Alicia Keys will host the 61st annual Grammy Awards, the music industry’s biggest night that celebrates the best in the recording arts from the last year. As usual, the Grammy’s are sure to impress the millions watching at home with powerful performances. This year Lady Gaga, Dua Lipa, Brandi Carlile, Miley Cyrus, Janelle Monáe, and Ricky Martin will take the stage among many other talents. And hundreds of nominees will be anxiously awaiting to hear if they can snag the most coveted award in music. One such project that many may not have heard of involves an unsung hero who at the age of 78 has garnered her first Grammy Award nomination.

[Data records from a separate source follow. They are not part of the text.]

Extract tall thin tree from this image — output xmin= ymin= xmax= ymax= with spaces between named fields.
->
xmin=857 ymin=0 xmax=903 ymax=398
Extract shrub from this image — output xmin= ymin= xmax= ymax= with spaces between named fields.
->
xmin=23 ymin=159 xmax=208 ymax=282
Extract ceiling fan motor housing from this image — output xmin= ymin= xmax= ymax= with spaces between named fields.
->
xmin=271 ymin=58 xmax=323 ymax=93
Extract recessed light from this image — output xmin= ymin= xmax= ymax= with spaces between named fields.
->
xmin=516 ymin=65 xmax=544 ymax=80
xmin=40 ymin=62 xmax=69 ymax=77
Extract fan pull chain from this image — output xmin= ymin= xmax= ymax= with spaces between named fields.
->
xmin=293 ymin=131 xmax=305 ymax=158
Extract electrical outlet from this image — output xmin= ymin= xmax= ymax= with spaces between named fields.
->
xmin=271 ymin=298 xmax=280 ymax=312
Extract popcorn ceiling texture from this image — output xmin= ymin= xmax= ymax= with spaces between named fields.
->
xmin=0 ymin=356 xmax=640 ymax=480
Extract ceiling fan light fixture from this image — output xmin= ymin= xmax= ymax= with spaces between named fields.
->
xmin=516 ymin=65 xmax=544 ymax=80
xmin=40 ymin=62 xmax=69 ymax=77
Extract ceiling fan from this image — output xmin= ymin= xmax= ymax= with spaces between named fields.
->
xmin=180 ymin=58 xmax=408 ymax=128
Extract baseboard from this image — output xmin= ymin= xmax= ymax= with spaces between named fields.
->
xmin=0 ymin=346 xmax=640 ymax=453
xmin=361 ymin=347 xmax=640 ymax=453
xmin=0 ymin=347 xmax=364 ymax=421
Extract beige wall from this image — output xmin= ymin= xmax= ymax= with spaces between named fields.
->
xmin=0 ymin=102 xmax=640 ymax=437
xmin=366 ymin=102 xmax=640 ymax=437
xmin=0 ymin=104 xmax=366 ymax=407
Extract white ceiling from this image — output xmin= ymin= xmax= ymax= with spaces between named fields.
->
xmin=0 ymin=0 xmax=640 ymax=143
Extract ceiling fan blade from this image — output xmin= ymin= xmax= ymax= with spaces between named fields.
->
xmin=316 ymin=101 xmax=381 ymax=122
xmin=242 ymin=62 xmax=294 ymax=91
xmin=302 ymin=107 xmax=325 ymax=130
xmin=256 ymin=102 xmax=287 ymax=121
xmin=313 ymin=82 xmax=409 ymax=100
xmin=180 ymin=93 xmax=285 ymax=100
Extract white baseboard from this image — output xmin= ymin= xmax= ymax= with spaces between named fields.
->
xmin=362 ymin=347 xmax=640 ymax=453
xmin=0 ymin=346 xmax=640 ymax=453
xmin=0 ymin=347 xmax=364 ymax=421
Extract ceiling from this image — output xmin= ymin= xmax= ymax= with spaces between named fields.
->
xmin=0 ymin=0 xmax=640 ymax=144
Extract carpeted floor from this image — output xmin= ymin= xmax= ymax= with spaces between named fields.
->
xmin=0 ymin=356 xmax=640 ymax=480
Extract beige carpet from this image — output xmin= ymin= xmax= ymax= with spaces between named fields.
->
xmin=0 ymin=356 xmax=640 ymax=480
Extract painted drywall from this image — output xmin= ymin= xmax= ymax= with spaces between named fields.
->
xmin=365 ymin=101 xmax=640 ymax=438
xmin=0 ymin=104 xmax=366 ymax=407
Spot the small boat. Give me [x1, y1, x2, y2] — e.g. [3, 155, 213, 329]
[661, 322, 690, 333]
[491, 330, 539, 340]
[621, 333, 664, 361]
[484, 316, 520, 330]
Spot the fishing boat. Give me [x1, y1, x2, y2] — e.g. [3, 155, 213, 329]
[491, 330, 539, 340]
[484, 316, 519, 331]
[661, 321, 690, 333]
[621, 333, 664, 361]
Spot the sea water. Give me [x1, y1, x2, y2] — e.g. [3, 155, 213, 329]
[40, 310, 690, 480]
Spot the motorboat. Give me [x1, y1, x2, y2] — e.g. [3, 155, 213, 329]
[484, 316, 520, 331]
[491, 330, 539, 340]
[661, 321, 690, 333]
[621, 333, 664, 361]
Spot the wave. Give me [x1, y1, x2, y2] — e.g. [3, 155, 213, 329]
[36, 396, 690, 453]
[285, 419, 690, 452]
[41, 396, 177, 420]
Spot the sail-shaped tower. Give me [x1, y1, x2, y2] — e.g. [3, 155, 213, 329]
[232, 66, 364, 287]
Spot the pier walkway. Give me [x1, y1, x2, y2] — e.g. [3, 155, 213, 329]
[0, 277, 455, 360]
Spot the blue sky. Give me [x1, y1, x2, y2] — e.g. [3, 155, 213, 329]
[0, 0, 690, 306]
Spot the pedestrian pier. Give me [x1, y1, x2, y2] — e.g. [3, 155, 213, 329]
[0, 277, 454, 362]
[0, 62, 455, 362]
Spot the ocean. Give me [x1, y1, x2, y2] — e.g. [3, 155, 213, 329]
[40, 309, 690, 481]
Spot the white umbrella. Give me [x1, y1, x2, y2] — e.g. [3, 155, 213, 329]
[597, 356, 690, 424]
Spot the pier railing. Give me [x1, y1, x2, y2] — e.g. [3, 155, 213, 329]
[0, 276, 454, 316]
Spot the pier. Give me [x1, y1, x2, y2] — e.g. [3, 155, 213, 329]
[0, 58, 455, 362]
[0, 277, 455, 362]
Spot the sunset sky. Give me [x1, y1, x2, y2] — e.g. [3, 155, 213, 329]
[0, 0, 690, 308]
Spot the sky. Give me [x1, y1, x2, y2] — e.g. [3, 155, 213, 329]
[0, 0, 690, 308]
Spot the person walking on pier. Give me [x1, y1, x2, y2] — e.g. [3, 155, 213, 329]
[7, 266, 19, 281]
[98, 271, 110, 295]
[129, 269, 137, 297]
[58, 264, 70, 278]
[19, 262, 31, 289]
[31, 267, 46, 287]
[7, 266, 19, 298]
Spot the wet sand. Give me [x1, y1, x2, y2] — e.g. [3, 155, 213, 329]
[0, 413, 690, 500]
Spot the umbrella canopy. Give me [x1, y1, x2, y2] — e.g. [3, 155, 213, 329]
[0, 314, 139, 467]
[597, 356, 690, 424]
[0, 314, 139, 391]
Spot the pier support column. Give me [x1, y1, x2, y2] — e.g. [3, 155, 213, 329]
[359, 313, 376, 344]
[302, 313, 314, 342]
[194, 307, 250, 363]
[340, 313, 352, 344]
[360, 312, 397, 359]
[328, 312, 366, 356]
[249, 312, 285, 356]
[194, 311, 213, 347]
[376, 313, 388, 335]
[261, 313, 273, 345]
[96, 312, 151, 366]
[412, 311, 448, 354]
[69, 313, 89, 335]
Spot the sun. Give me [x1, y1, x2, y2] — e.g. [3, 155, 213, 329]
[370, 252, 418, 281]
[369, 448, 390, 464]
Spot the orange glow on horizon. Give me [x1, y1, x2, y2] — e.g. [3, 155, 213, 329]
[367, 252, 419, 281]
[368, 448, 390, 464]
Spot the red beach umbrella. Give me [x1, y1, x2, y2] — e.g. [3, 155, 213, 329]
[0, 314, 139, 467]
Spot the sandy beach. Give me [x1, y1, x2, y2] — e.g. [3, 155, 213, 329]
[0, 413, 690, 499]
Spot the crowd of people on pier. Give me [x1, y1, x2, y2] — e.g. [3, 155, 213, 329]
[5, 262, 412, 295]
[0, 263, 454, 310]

Well, her music has at least. Her name, Jackie Shane.

Billboard recently shared an interview with Shane that tells the incredible history of the soul artist. Shane, who grew up in Nashville, is a black trans artist who was a star on the rise in the 1960s, selling out shows and nightclubs in Toronto. During a time in the world when being transgender didn’t even have a definition, many couldn’t grapple with the idea of gender identity, but Shane never had an issue with fans nor during her performances. She was part of a revolution that included people from all walks of life.

I started dressing [as a female] when I was 5. And they wondered how I could keep the high heels on with my feet so much smaller than the shoe. I would press forward and would, just like Mae West, throw myself from side to side. What I am simply saying is I could be no one else. Even in school, I never had any problems. People have accepted me.

But in 1971, she disappeared. No music, no records. Gone.

For many years people speculated that Shane had died and her records became a hot commodity because the person who could have been a legend was no more.

In 2010 the Canadian Broadcasting Company produced an audio documentary about Shane and soon she became the object of interest for many archivists and recording professionals.



When Shane was located in 2014 by Douglas Mcgowan, an A&R scout for archival record label Numero Group, she was living back in Nashville, where she was born in 1940. So started an ongoing relationship between Shane and Mcgown and others who began working on a two-disc set of her live and studio recordings that almost no one has ever heard. In 2017 her album, Any Other Way, was released and has now earned a Grammy Award nomination for best historical album this year.



Since 1971, Shane has led a very private life, but it was her relationship with her mother that ultimately led her to quit show business and tend to her widowed mother. She also described being too tired from the nightlife and wanting a break:

I needed to step back from it. Every night, two or three shows and concerts. I just felt I needed a break from it. I don’t know. Because it takes a lot out of you. I give all I can. You are really worn out when you walk off that stage.

Her life is still so private that those who have collaborated with her on Any Other Way have only spoken with her over the phone. But now that her album, a compilation of her music from the 60s and 70s, is nominated for this award, will Jackie Shane grace the world with her presence? Since the Best Historical Album is given to only producers and engineers, Rob Bowman, Rob Sevier, Ken Shipley, Jeff Lipton, and Maria Rice are all nominated with Douglas Mcgowan, but Jackie Shane, unfortunately does not get the award as the artist. Mcgowan has invited Shane to the awards ceremony as his guest.

In any case, Shane is excited to be able to share her music with the masses after so many decades:

It’s like my grandmamma would say, ‘Good things come to those who wait. All of the sudden it’s like people are saying, ‘Thank you, Jackie, for being out there and speaking when no one else did.’ No matter whether I initiated it or not, and I did not, this was the way that fate wanted it to be.

There is no confirmation that Jackie Shane will be present at the Grammy Awards, but here’s hoping she shows up being her fierce and funky self, strutting her stuff down that red carpet.

Any Other Way is available everywhere music is sold.